Le tome précédent nous avait laissé sur la faim concernant ce qui est arrivé à Ninian, le jumeau d’Azilis qu’elle a vu en rêve ? L’enchanteresse aussi et part à sa recherche accompagnée de personnes de confiance. C’est tout un retour en arrière, un bond vers le passé en retournant en Gaule et à sa villa natale. Le doute et la culpabilité d’Azilis est bien touchante.

Je vous rassure tout de suite : vous aurez le fin mot sur le destin de Ninian et c’est une assez belle histoire pour ce personnage un peu trop naïf et gentillet.

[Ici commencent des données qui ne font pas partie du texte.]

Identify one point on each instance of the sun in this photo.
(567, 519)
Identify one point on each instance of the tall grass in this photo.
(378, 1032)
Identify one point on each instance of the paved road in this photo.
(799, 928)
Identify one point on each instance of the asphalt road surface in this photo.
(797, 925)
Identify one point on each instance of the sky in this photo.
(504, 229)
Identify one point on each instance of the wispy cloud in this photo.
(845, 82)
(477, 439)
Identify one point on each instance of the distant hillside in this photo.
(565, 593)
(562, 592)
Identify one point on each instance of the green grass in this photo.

L'auteur a conservé ce principe bienveillant de la croyance chrétienne qu'est l’amour et le pardon pour en faire un fil conducteur qui assure un peu de consistance tout en restant la simplicité d’un récit pour adolescents.

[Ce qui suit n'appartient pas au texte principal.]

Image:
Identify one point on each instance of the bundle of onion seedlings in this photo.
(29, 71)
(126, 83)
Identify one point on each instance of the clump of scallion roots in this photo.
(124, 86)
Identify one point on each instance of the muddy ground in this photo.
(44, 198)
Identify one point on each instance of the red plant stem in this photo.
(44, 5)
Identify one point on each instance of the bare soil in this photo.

Pour en revenir à Azilis, c’est un personnage que j’admire toujours pour sa force de caractère, sa sensibilité qui mûrit, son combat pour la liberté dans un monde où les hommes font la loi (ce qui nous est durement rappelé avec le mariage « forcé » de Gwendifar ou Guenièvre si vous ne situez pas) mais aussi sa féminité qu’elle n’abandonne pas. Oui, Azilis a beaucoup évolué depuis le premier tome. Malheureusement, c’est un personnage qui se connaît mal et qui pense trop souvent savoir déjà ce qu’est l’amour ... et qui se trompe lourdement. A croire qu’on ne peut aimer deux personnes, elle en perd un de ses amour, lui brisant le cœur bien plus profondément que son histoire avec Aneurin. Kian ou Myrddin ? Si vous connaissez un peu la légende arthurienne (Viviane qui emprisonne à jamais Merlin par un sort) vous devinerez un peu ce qui va se passer. Après tout, l’auteur cherche vraiment à respecter certains éléments historiques et mythiques.

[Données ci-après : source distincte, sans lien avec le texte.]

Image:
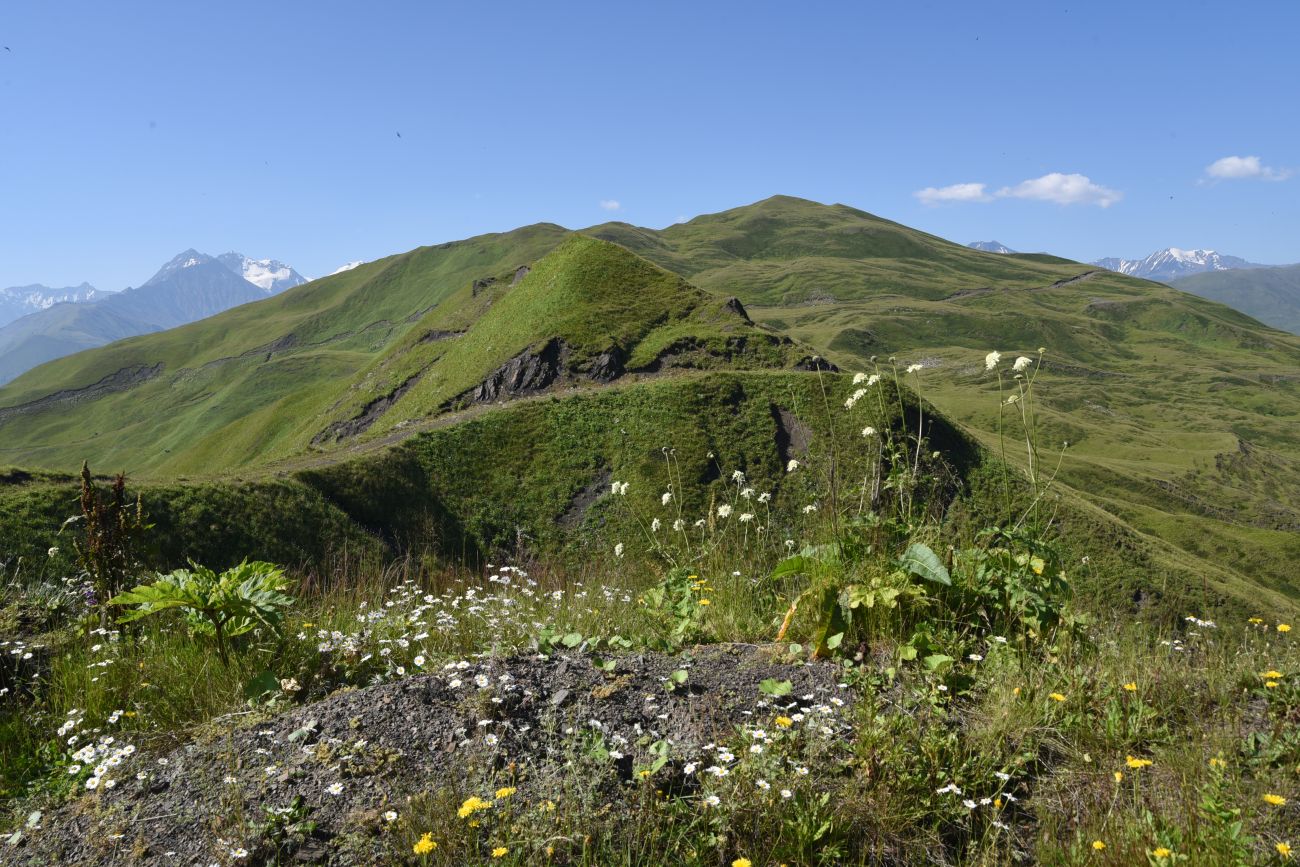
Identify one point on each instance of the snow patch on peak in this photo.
(268, 274)
(1173, 263)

Il y a un moment particulièrement émouvant pour moi mais vous le décrire revient à trop spoiler... Je vous en livrerai juste ce passage que je trouve beau et qui soulève bien la dualité dans les personnages de Niniane et Myrddin et sublime la notion d’amour face à l’éternité. C’est un moment triste pourtant et la santé mentale d’Azilis ne tient qu’à un fil. Sa souffrance fait peut-être particulièrement en moi mais, malgré les années, je continue à trouver un romantisme magnifique dans ce récit.

"- Je suis ta compagne d'éternité.
Les ténèbres, les mensonges et les secrets s'évanouirent.
- Mais Azilis me demeure étrangère.
Ne restait que le vent, la passion, la lumière.
- Abandonne Azilis à la Terre. Laisse Niniane t'aimer.
La forêt bruissait. Loin - près - la mer grondait contre des roches ...
- Azilis mourra. Niniane est immortelle. Comme moi.
Le temps des pierres ...
- Immortelle et tienne pour l'éternité. M'attendras-tu le temps d'une vie humaine ? Je reviendrai souvent avant de rester pour toujours.
... l'éternité.
- Le Temps n'existe plus pour moi, Niniane. Je t'attendais. Je t'attends. Je t'attendrai. Où que tu sois, je suis à tes côtés. Ma prison a un centre mais elle n'a pas de frontières. Tu es le centre de mon éternité. "

Je pourrais parler de chaque personnage indépendamment tellement ils sont tous intéressants mais ça ferait long. Notons juste cet amour filial qui naît entre Oswin et Kian et qui nous fait un beau clin d'oeil à Lancelot (adopté par la dame du lac et amoureux de Guenièvre).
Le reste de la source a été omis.